Eco et Business › L'Eco en +

Congo : la coopération sino-congolaise au cœur des débats

Les Congolais font le point sur les investissements de la Chine dans leur pays, à l’occasion du sommet Chine-Afrique.

A l’occasion du sommet Chine-Afrique qui s’est ouvert lundi 03 septembre à Beijing, les Congolais font le point sur les investissements de la Chine dans leur pays. Les avis sont divers, si pour certains le bilan est satisfaisant pour d’autres doutent de la qualité des infrastructures réalisées et estiment que le partenaire chinois a oublié l’agriculture, un secteur clé pour booster une économie en panne.

La République du Congo est représentée à ce sommet par son président, Denis Sassou Nguesso.

Un journaliste et analyste économique, Christian Sahir, juge positive la coopération entre la Chine et le Congo. « La coopération entre le Congo et la Chine a permis à notre pays de se doter d’un certain nombre d’infrastructures. Je prendrais pour exemple la route nationale numéro 1 Pointe-Noire-Brazzaville (longue de plus de 500 kilomètres, ndlr) qui a un impact économique très très important », commente-t-il.


Le barrage hydroélectrique d’Imboulou de 120 mégawatts est également le fruit de cette coopération. Mais, les investissements chinois ont plus été consentis dans le bâtiment. « Des fissures par-ci, des carreaux décapés par-là, des sièges dans les salles de réunions qui perdent leurs accoudoirs dès inauguration des bâtiments, c’est ce que nous vivons parfois avec les Chinois », témoigne un chef de quartier sous couvert d’anonymat.

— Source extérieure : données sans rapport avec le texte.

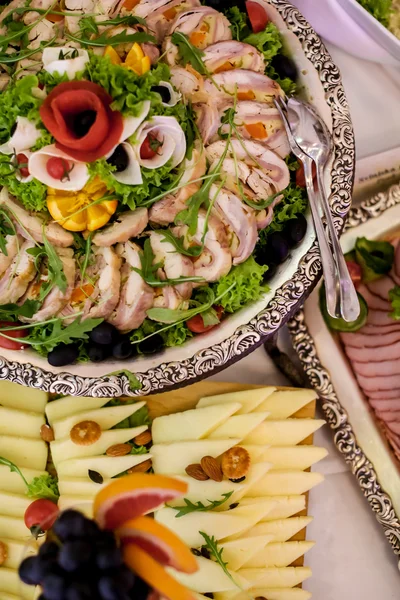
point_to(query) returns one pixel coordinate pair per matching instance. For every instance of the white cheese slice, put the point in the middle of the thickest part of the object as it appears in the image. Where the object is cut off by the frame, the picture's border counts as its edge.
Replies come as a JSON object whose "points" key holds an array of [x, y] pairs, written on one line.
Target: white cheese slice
{"points": [[14, 395], [65, 448], [191, 424], [249, 399], [283, 433]]}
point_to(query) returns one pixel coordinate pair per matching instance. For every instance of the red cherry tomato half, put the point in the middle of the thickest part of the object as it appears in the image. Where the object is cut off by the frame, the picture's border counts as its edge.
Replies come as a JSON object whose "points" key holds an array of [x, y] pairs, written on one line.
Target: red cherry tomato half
{"points": [[41, 515], [15, 333], [22, 159], [257, 15], [196, 324], [355, 272], [57, 167]]}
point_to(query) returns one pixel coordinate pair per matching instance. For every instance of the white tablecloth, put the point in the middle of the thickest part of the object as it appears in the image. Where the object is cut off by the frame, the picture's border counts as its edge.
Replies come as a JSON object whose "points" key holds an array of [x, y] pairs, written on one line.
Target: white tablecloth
{"points": [[352, 559]]}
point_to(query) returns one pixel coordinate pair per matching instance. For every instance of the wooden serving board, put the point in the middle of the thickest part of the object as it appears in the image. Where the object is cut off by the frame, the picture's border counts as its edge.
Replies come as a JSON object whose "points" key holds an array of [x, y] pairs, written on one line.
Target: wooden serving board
{"points": [[187, 398]]}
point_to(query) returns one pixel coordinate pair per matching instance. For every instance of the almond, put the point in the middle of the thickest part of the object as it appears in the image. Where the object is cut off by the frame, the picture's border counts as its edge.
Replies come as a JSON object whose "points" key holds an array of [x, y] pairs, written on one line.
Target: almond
{"points": [[196, 471], [211, 468], [119, 450], [141, 468], [235, 463], [85, 433], [47, 433], [143, 438]]}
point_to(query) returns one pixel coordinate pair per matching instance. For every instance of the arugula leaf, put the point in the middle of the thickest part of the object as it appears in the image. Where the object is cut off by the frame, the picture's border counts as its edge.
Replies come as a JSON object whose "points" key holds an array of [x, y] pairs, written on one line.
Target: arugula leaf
{"points": [[199, 506]]}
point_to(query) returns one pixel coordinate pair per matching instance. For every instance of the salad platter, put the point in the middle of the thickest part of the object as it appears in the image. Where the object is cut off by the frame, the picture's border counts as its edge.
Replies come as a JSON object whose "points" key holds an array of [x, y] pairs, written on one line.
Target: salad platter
{"points": [[242, 453], [350, 365], [126, 135]]}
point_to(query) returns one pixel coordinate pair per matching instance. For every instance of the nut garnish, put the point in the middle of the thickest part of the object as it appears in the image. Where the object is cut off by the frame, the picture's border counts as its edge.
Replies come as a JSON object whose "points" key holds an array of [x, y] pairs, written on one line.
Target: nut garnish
{"points": [[119, 450], [47, 433], [143, 438], [235, 463], [141, 467], [196, 471], [85, 433], [211, 468]]}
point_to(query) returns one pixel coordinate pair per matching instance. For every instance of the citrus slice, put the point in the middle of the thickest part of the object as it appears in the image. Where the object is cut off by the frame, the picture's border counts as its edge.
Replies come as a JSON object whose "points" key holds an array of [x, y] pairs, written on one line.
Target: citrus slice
{"points": [[158, 541], [154, 574], [134, 495]]}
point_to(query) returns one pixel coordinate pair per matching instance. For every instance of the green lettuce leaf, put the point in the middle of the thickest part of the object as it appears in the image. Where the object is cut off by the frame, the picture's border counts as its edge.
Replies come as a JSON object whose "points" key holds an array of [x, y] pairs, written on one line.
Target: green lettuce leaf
{"points": [[249, 287]]}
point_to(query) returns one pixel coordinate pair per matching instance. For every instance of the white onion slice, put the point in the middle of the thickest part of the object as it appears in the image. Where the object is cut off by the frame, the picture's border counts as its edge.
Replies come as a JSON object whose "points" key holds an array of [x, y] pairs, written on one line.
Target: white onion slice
{"points": [[78, 177], [67, 66], [24, 137]]}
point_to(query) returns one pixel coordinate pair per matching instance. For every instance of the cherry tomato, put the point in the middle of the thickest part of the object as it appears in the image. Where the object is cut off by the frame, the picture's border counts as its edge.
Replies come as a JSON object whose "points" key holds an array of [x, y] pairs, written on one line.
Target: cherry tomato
{"points": [[16, 333], [196, 324], [146, 151], [57, 167], [355, 272], [41, 515], [22, 159], [257, 15]]}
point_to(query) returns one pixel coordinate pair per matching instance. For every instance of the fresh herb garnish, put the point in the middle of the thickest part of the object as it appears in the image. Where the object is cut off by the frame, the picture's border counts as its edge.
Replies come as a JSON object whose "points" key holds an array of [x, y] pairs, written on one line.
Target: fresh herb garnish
{"points": [[199, 506]]}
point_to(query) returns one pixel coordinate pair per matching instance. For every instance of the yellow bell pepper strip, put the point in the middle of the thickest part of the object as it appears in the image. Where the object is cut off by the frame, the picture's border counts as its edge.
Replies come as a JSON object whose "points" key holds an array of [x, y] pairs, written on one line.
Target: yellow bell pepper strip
{"points": [[77, 211]]}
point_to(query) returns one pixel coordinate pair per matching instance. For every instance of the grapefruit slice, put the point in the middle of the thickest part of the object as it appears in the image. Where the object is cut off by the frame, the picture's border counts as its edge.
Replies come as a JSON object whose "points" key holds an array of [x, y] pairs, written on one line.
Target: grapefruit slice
{"points": [[154, 574], [158, 541], [132, 496]]}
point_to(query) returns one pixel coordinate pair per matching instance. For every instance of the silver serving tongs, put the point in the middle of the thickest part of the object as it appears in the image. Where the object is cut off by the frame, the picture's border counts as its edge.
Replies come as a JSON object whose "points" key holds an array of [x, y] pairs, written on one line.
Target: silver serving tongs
{"points": [[304, 126]]}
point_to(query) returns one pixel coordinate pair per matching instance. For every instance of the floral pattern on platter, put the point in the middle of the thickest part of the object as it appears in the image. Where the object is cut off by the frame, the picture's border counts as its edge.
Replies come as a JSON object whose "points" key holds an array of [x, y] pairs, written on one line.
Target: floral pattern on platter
{"points": [[287, 298], [344, 436]]}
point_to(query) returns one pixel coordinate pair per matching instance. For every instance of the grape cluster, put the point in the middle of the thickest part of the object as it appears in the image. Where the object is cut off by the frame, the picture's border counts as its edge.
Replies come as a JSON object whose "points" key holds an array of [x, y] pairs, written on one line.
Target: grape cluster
{"points": [[81, 562]]}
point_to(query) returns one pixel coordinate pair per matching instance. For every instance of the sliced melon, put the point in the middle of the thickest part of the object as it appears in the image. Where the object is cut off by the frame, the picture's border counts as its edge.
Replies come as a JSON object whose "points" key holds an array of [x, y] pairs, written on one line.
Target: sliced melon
{"points": [[238, 426], [70, 405], [18, 396], [65, 448], [282, 405], [277, 554], [107, 466], [24, 452], [283, 433], [249, 399], [296, 458], [277, 483], [281, 529], [105, 417], [192, 424], [286, 577], [172, 459], [21, 423], [13, 483]]}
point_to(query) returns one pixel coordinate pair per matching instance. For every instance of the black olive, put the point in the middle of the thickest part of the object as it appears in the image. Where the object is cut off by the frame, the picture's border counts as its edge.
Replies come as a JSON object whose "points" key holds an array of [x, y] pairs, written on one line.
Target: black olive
{"points": [[163, 91], [295, 230], [285, 67], [83, 121], [122, 350], [153, 344], [64, 354], [103, 334], [119, 159]]}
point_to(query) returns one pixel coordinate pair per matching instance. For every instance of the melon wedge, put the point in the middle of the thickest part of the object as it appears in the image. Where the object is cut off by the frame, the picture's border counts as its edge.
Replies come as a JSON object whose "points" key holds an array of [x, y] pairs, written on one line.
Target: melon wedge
{"points": [[105, 417], [281, 529], [283, 433], [14, 395], [249, 399], [24, 452], [282, 405], [172, 459], [65, 448], [107, 466], [278, 554], [192, 424]]}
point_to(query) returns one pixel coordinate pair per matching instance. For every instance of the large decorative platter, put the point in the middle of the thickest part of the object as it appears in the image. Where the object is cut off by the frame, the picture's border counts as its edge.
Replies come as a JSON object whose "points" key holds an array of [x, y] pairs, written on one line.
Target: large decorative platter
{"points": [[246, 330], [358, 435]]}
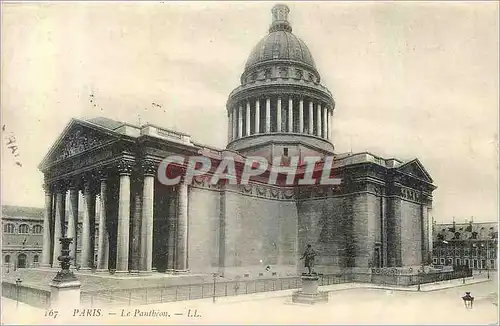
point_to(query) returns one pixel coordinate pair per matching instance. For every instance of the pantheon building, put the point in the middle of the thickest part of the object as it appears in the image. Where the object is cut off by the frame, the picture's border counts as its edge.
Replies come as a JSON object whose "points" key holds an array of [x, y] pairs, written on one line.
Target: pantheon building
{"points": [[380, 216]]}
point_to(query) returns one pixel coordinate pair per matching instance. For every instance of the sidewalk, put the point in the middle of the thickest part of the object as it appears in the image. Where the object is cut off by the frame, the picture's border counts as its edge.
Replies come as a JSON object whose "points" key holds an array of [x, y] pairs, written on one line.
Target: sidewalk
{"points": [[258, 306]]}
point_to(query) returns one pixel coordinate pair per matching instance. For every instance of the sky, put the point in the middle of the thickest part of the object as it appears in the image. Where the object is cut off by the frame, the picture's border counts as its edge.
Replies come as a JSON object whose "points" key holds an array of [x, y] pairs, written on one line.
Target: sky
{"points": [[410, 79]]}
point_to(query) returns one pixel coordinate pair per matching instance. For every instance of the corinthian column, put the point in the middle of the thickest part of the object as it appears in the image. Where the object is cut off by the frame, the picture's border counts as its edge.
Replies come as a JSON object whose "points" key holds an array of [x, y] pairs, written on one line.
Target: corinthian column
{"points": [[257, 116], [47, 213], [122, 239], [103, 246], [137, 241], [147, 216], [74, 192], [230, 127], [182, 228], [59, 219], [247, 131], [318, 120], [301, 115], [234, 117], [240, 121], [268, 115], [87, 251], [325, 122], [278, 115], [330, 125], [311, 118]]}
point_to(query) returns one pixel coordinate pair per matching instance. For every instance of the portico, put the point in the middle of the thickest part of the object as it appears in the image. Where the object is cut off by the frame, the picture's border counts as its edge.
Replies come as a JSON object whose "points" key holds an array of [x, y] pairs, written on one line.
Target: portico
{"points": [[102, 167]]}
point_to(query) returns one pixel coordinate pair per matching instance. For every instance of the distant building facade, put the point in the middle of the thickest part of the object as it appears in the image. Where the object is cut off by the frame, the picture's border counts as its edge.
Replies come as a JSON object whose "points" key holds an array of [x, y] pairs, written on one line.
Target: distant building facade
{"points": [[379, 217], [470, 243], [22, 236]]}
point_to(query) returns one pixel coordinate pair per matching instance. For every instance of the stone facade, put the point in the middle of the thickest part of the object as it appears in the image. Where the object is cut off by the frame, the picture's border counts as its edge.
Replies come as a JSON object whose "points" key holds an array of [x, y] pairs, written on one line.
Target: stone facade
{"points": [[377, 217], [468, 243], [22, 237]]}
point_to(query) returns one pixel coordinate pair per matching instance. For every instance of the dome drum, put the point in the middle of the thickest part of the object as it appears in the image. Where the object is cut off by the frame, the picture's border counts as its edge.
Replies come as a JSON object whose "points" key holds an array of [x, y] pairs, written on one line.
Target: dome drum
{"points": [[254, 142], [298, 91], [280, 69], [280, 98]]}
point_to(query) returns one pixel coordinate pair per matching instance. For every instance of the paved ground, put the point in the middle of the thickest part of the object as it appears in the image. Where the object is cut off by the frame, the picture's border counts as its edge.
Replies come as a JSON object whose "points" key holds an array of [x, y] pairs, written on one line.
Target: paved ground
{"points": [[348, 304]]}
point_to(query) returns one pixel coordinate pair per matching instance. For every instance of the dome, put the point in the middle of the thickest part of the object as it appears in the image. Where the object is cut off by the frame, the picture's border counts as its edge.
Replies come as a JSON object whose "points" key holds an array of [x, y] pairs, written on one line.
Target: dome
{"points": [[280, 45]]}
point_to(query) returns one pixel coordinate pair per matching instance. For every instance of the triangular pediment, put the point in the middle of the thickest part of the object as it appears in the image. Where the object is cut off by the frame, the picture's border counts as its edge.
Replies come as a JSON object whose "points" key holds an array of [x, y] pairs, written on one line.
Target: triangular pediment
{"points": [[415, 169], [78, 137]]}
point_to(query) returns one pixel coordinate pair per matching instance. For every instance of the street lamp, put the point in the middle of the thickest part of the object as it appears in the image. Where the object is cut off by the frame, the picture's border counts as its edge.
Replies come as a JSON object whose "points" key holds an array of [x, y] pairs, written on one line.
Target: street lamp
{"points": [[18, 284], [215, 275]]}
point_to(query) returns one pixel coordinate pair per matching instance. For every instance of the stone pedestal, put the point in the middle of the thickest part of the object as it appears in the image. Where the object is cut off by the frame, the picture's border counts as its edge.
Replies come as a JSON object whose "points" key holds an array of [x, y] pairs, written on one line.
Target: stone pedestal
{"points": [[309, 293], [65, 288], [65, 295]]}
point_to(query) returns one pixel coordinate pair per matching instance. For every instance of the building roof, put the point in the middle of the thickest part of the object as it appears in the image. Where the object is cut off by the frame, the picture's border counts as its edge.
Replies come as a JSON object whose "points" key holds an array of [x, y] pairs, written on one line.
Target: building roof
{"points": [[22, 211], [280, 43], [465, 231], [106, 123]]}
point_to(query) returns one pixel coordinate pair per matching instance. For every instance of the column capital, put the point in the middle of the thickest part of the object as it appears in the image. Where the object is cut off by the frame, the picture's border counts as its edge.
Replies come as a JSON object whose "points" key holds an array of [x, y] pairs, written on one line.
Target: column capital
{"points": [[148, 167], [124, 167], [89, 183], [103, 173], [61, 186], [75, 184], [47, 188]]}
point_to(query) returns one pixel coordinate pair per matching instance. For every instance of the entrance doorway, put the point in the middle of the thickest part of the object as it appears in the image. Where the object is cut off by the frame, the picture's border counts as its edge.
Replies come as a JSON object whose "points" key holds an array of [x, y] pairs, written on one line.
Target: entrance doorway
{"points": [[21, 261], [377, 258]]}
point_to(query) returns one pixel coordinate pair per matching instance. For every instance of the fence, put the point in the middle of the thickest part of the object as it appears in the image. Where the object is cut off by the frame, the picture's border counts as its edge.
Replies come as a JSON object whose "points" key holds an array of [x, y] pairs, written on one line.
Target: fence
{"points": [[27, 294], [410, 279], [139, 296]]}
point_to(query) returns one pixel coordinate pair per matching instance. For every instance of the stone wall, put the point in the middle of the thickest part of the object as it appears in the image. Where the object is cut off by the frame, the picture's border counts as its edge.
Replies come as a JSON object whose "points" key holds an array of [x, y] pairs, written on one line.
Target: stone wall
{"points": [[203, 234], [258, 232], [411, 233]]}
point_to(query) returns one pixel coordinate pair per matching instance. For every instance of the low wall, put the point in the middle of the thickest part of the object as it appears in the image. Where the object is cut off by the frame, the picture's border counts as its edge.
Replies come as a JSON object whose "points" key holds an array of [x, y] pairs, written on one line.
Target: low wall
{"points": [[31, 295]]}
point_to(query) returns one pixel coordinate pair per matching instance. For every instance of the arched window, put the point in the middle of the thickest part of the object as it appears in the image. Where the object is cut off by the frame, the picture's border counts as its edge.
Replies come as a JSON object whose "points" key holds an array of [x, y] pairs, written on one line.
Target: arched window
{"points": [[24, 229], [21, 261], [37, 229], [9, 228]]}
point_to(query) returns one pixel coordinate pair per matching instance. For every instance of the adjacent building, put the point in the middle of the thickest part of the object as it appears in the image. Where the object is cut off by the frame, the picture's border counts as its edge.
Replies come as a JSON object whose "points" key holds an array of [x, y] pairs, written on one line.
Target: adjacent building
{"points": [[469, 243], [379, 217], [22, 236]]}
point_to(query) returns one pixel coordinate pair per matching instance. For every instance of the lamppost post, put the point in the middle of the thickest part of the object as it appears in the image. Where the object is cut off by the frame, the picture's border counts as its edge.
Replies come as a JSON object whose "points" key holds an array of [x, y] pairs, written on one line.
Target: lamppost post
{"points": [[18, 284], [215, 278]]}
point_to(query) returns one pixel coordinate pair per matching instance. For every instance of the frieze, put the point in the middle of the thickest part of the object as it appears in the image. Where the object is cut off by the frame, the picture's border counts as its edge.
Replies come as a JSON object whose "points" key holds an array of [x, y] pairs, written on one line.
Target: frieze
{"points": [[257, 190], [319, 192], [204, 182], [148, 167], [79, 141], [124, 167], [82, 162]]}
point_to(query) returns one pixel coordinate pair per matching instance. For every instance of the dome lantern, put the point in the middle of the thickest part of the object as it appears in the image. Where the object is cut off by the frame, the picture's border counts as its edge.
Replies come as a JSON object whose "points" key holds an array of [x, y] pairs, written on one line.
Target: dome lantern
{"points": [[281, 107], [280, 19]]}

Léon Mayeko enseignant d’économie à l’université publique, trouve que le développement passe par l’agriculture et non par le bâtiment : « Ce qui a fait de la Chine aujourd’hui l’une des puissances mondiales, c’est l’agriculture. Ce n’est pas avec ces bâtiments que nous pouvons nous développer », analyse-t-il.

Il est important de noter que le Congo et la Chine ont établi leurs relations depuis 1964.